使用MapReduce中的globStatus过滤输入文件

aa8*_*a8y 2 java hadoop mapreduce cloudera

我有很多输入文件,我想根据最后附加的日期处理选定的文件.我现在很困惑我在哪里使用globStatus方法来过滤掉文件.

我有一个自定义的RecordReader类,我试图在其下一个方法中使用globStatus,但它没有成功.

public boolean next(Text key, Text value) throws IOException {
    Path filePath = fileSplit.getPath();

    if (!processed) {
        key.set(filePath.getName());

        byte[] contents = new byte[(int) fileSplit.getLength()];
        value.clear();
        FileSystem fs = filePath.getFileSystem(conf);
        fs.globStatus(new Path("/*" + date));
        FSDataInputStream in = null;

        try {
            in = fs.open(filePath);
            IOUtils.readFully(in, contents, 0, contents.length);
            value.set(contents, 0, contents.length);
        } finally {
            IOUtils.closeStream(in);
        }
        processed = true;
        return true;
    }
    return false;
}
Run Code Online (Sandbox Code Playgroud)

我知道它返回一个FileStatus数组,但我如何使用它来过滤文件.有人可以解释一下吗?

Cha*_*guy 10

globStatus方法采用2个免费参数,允许您过滤文件.第一个是glob模式,但有时glob模式不足以过滤特定文件,在这种情况下你可以定义一个PathFilter.

关于glob模式,支持以下内容:

Glob   | Matches
-------------------------------------------------------------------------------------------------------------------
*      | Matches zero or more characters
?      | Matches a single character
[ab]   | Matches a single character in the set {a, b}
[^ab]  | Matches a single character not in the set {a, b}
[a-b]  | Matches a single character in the range [a, b] where a is lexicographically less than or equal to b
[^a-b] | Matches a single character not in the range [a, b] where a is lexicographically less than or equal to b
{a,b}  | Matches either expression a or b
\c     | Matches character c when it is a metacharacter
Run Code Online (Sandbox Code Playgroud)

PathFilter 只是这样的界面:

public interface PathFilter {
    boolean accept(Path path);
}
Run Code Online (Sandbox Code Playgroud)

因此,您可以实现此接口并实现accept可以将逻辑过滤到文件的方法.

Tom White的优秀书籍中的一个示例,它允许您定义PathFilter过滤与特定正则表达式匹配的文件:

public class RegexExcludePathFilter implements PathFilter {
    private final String regex;

    public RegexExcludePathFilter(String regex) {
        this.regex = regex;
    }

    public boolean accept(Path path) {
        return !path.toString().matches(regex);
    }
}
Run Code Online (Sandbox Code Playgroud)

您可以在初始化作业时PathFilter通过调用直接过滤输入FileInputFormat.setInputPathFilter(JobConf, RegexExcludePathFilter.class).

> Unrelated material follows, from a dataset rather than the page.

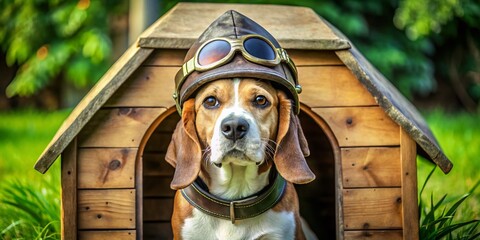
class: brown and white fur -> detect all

编辑:因为你必须传入类setInputPathFilter,你不能直接传递参数,但你应该能够做类似的东西玩Configuration.如果你RegexExcludePathFilter也进行了扩展Configured,你可以Configuration使用所需的值返回一个之前已经初始化的对象,这样你就可以在过滤器中找回这些值并在其中处理它们accept.

例如,如果您初始化如下:

conf.set("date", "2013-01-15");
Run Code Online (Sandbox Code Playgroud)

然后你可以像这样定义你的过滤器:

public class RegexIncludePathFilter extends Configured implements PathFilter {
    private String date;
    private FileSystem fs;

    public boolean accept(Path path) {
        try {
            if (fs.isDirectory(path)) {
                return true;
            }
        } catch (IOException e) {}
        return path.toString().endsWith(date);
    }

    public void setConf(Configuration conf) {
        if (null != conf) {
            this.date = conf.get("date");
            try {
                this.fs = FileSystem.get(conf);
            } catch (IOException e) {}
        }
    }
}
Run Code Online (Sandbox Code Playgroud)

编辑2:原始代码存在一些问题,请参阅更新的类.您还需要删除构造函数,因为它不再使用,并检查是否是一个目录,在这种情况下您应该返回true,以便也可以过滤目录的内容.